18 de abril de 2010

Domingo de sol, casa vazia e solidão satisfeita.

Sou eu mesmo e meu peito urge. Estalo a cerveja antes das duas da tarde. Piano na vitrola e Aldir Blanc cheio de dor cantando coisas que eu sempre entendi e entenderei.
Eu estou aqui. Eu sou eu. Eu e minhas repetições. Nelsão faz cada vez mais sentido.
Ostento o arroto, acendo o cigarro e vejo meu pau mucho dentro da cueca. Não há lamentos porque não houve enganações, me diz o anjo bom que fica no meu ombro esquerdo. (E o anjo mau onde foi parar?

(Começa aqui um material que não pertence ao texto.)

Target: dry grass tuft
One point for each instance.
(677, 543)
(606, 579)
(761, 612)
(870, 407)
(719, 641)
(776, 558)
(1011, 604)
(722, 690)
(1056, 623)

Tão melhor companhia que o anjo bom...)
Domingo na cabeça e cerveja gelada. 3/4 de uma garrafa de whiskey e o desejo vaidoso de despertar meus demônios - amigos fiéis e imprescindíveis que sempre me lembram da existência do sangue. Ah, o sangue... Estar vivo é ter demônios.
Meus arquivos estão abertos e minha pança está inchada. A cerveja, a maldita cerveja, tirando minha fome e estufando meu abdômen. Nessas horas, quando olho a bola que é minha barriga, penso: nem se precisa de muito pra viver. Cervejinhas e delírios de grandeza. Só os milagres interessam.
No prédio há cheiro de comida. Carne assada e macarrão seria o prato perfeito. Talvez um frango de padaria lentamente distrinchado pela mulher amada. Ela reclamaria que eu nunca saio e eu lhe diria eu te amo. (A vida boa e simples também é um delírio de grandeza, Maria...)
E eu aqui. Ouvindo música alta e bebendo. Lembro da minha infância. Meu pai fazia isso. A gente acordava com a música alta e ele semi-embriagado. Minha mãe na função almoço ouvindo as histórias e palpites do meu pai. (A vida boa e simples de novo, Maria.) E eu e minha irmã, adolescentes e burros, achando tudo aquilo besta - como se tudo aquilo fosse só um domingo qualquer. E não era um domingo qualquer. Era, na verdade, o único domingo que existe. O domingo da infância e do passado, ancestral e bom e simples. Como se bom e simples fosse realmente simples.
Até porque nessa época eu não sabia da tristeza velada que existe em todo ser humano. A vida fatal, o tempo fatal, as dores que se acumulam com mais ou menos sabedoria. Eu não sabia que o tempo agia e que o vigor diminuía. Que perdemos vitalidade, mas ficamos mais espertos. A inocência não volta. Inocente aos 30 é estupidez.
É pela perda da inocência que criamos utopias e romantismos. É nossa resistência formulada, racional e articulada. Repito: não há lamento porque não houve engano. Meu pai, minha mãe, minha irmã e os domingos: nós temos o tempo, nós somos o tempo.
Repito o disco do Aldir e preparo a 2° dose de whiskey. Meus demônios estão em paz. Para minha glória e desgraça meus demônios estão em paz. Lembro do Beckett falando do tempo. Era bonito pacas e é uma pena eu não ter isso de cor.
Domingão, álcool e música alta. Eu gosto do que eu posso ter. A vida boa e simples, passa por aí, não é Maria?
Gostar do que se tem é, às vezes, um milagre.

Um comentário:

maria rezende disse...

é um milagre sim, fernando. e portanto raro. mas se há a palavra há também a coisa. e eu sou uma mulher de fé.